Associative Learning

Simple modulation of response alone may not be suitable for more complex organisms and environments. A finer degree of acuity may be demanded. Thus, evolution has produced other learning mechanisms designed to parse the causal structure of the environment, as well as to differentiate between individual features and stimuli. This type of learning is known as associative, as the animal links together structured information, and fits two main classes: classical and instrumental conditioning. Classical conditioning was made famous by Ivan Pavlov and his dogs, and includes an animal’s ability to link novel stimuli with responses, as such in the classical example of the ringing bell, a conditioned stimulus, resulting in the dog salivating. Other uses have been exhibited as well. Farmers were killing lions that were preying on their cattle. To deter the cats from the cattle, conservation specialists gave the lions cattle meat which would make them safely sick. This conditioned the lions away from the meat, and the number of cattle killed was drastically reduced. Conditioning of this sort could easily be noticed in the wild, and will continue throughout the organism’s lifetime, as more and more associations are built.

When classical conditioning is observed from the perspective of a longer term scale, complex interactions between the conditioning of the animal arise. While many of the rules governing these complex interactions are unknown, some have been uncovered. For example, some stimuli that are experienced but not linked to a response will show a slower learning curve when they are linked to a response, known as latent inhibition. Prior learning of a stimulus and response pair can also inhibit future stimuli from being learned, known as blocking.

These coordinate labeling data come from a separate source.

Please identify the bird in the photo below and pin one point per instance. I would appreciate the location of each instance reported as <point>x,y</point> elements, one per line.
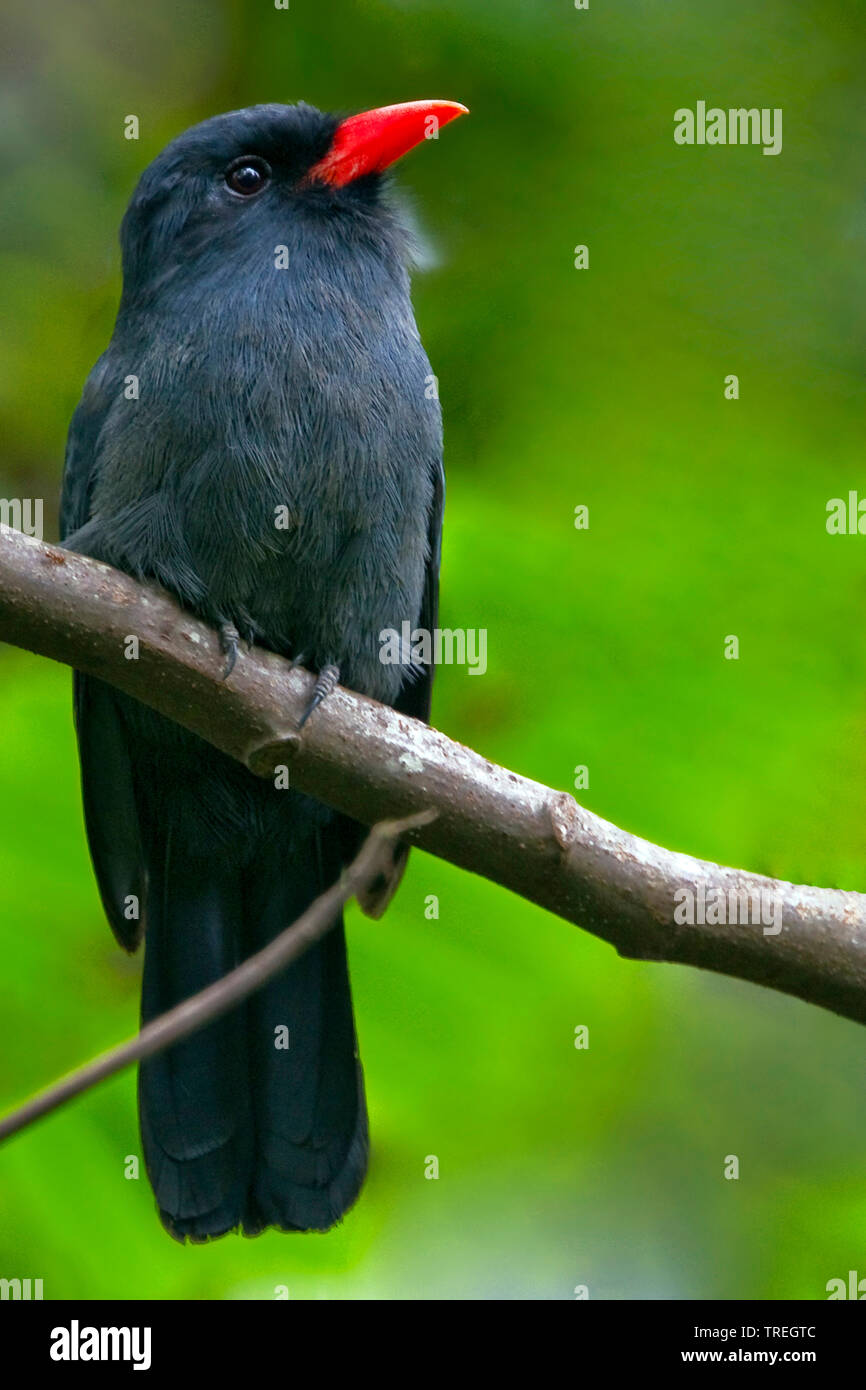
<point>263,439</point>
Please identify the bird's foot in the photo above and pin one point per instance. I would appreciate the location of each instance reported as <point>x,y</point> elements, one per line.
<point>230,642</point>
<point>325,681</point>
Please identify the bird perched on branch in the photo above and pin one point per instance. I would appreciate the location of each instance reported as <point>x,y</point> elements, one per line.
<point>263,441</point>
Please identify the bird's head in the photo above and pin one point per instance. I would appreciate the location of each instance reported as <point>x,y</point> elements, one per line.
<point>238,184</point>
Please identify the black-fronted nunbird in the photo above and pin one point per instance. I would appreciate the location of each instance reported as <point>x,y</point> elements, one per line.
<point>263,439</point>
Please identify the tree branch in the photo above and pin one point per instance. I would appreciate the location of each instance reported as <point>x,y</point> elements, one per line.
<point>224,994</point>
<point>373,763</point>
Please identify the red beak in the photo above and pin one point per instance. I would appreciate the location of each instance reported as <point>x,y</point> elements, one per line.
<point>367,143</point>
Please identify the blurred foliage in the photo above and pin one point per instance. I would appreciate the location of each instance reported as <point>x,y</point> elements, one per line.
<point>559,387</point>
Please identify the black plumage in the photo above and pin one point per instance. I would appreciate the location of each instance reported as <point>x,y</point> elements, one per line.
<point>262,439</point>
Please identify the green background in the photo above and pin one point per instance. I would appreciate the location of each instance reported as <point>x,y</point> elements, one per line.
<point>706,517</point>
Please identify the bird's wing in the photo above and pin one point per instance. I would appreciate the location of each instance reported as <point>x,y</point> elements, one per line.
<point>414,699</point>
<point>106,772</point>
<point>416,695</point>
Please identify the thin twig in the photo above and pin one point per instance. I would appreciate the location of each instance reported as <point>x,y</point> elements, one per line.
<point>224,994</point>
<point>373,763</point>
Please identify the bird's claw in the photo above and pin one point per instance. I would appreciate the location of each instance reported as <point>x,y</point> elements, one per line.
<point>325,681</point>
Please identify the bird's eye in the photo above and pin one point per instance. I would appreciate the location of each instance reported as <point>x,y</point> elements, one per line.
<point>248,175</point>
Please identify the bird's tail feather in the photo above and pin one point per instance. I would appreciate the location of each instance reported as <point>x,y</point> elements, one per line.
<point>259,1119</point>
<point>307,1090</point>
<point>193,1098</point>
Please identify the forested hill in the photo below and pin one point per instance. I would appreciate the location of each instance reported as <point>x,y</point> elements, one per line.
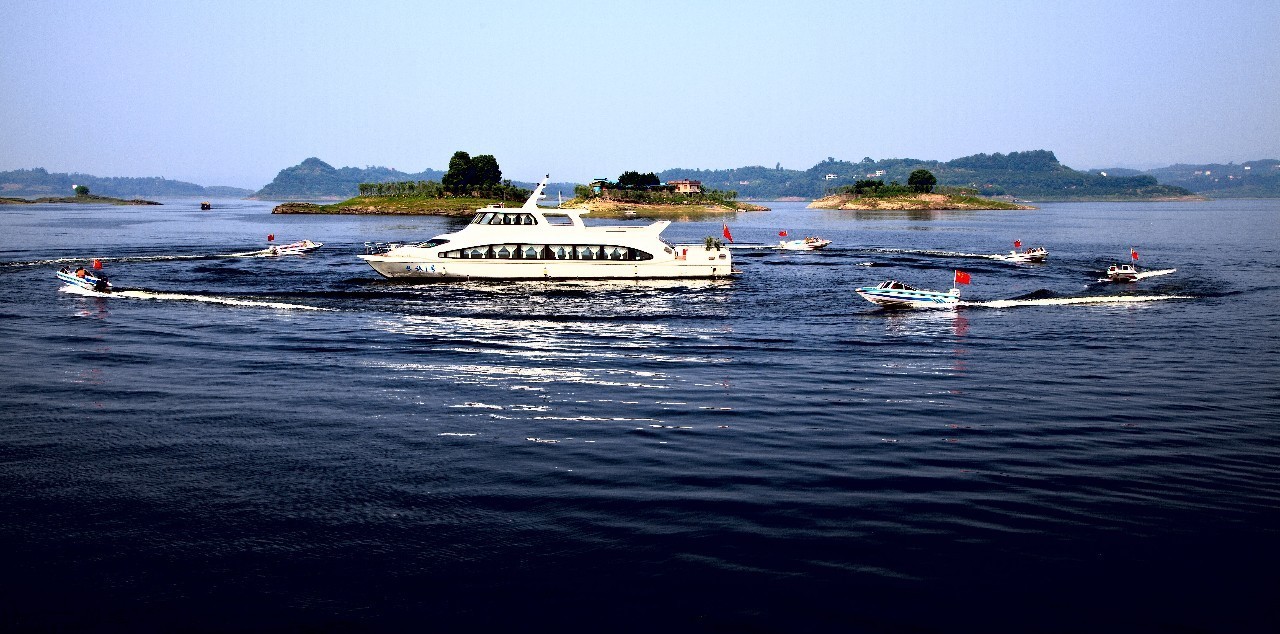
<point>1032,174</point>
<point>316,179</point>
<point>1248,179</point>
<point>28,183</point>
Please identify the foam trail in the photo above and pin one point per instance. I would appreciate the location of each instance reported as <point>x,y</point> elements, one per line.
<point>1146,274</point>
<point>941,254</point>
<point>150,295</point>
<point>1066,301</point>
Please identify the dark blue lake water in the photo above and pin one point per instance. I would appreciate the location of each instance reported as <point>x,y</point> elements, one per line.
<point>768,454</point>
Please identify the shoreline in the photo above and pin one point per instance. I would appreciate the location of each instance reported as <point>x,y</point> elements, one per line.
<point>915,201</point>
<point>77,200</point>
<point>465,208</point>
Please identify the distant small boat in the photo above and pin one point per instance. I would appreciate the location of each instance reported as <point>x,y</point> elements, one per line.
<point>1123,273</point>
<point>896,295</point>
<point>86,279</point>
<point>304,246</point>
<point>1029,255</point>
<point>804,245</point>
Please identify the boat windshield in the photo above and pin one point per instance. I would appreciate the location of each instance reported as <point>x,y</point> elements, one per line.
<point>895,284</point>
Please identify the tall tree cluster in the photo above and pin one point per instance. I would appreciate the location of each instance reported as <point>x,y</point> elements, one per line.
<point>469,173</point>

Organisms may also exhibit a response to novel stimuli as well, known as conditioning generalization.

Organisms may not have these events structured in such a way where the reward is immediately evident, but rather will have to use trial and error until a reward is found. For example, an octopus may try several different actions to open a jar with a crab trapped inside, eventually succeeding by twisting with its arms. When given a new jar, the octopus will open it in fewer attempts, hinting at learning mechanisms. This type of learning is known as instrumental conditioning. Organisms use this type of learning often in their environment, attempting to parse out hidden rewards that cannot be known. Many successes in machine learning have also leveraged it as well. The famous Q learning algorithm by Watkins was designed with this type of learning in mind, then paired with deep neural networks produced the general Atari playing algorithm.

Associative pairs require repeated reinforcement to persist. If an organism learns that an area may be unsafe, but repeatedly sees it as safe afterwards, then the prior pairing will fade. However, if the stimulus reappears, then the organism will learn much more quickly than the first pairing, hinting that pairings never fully fade.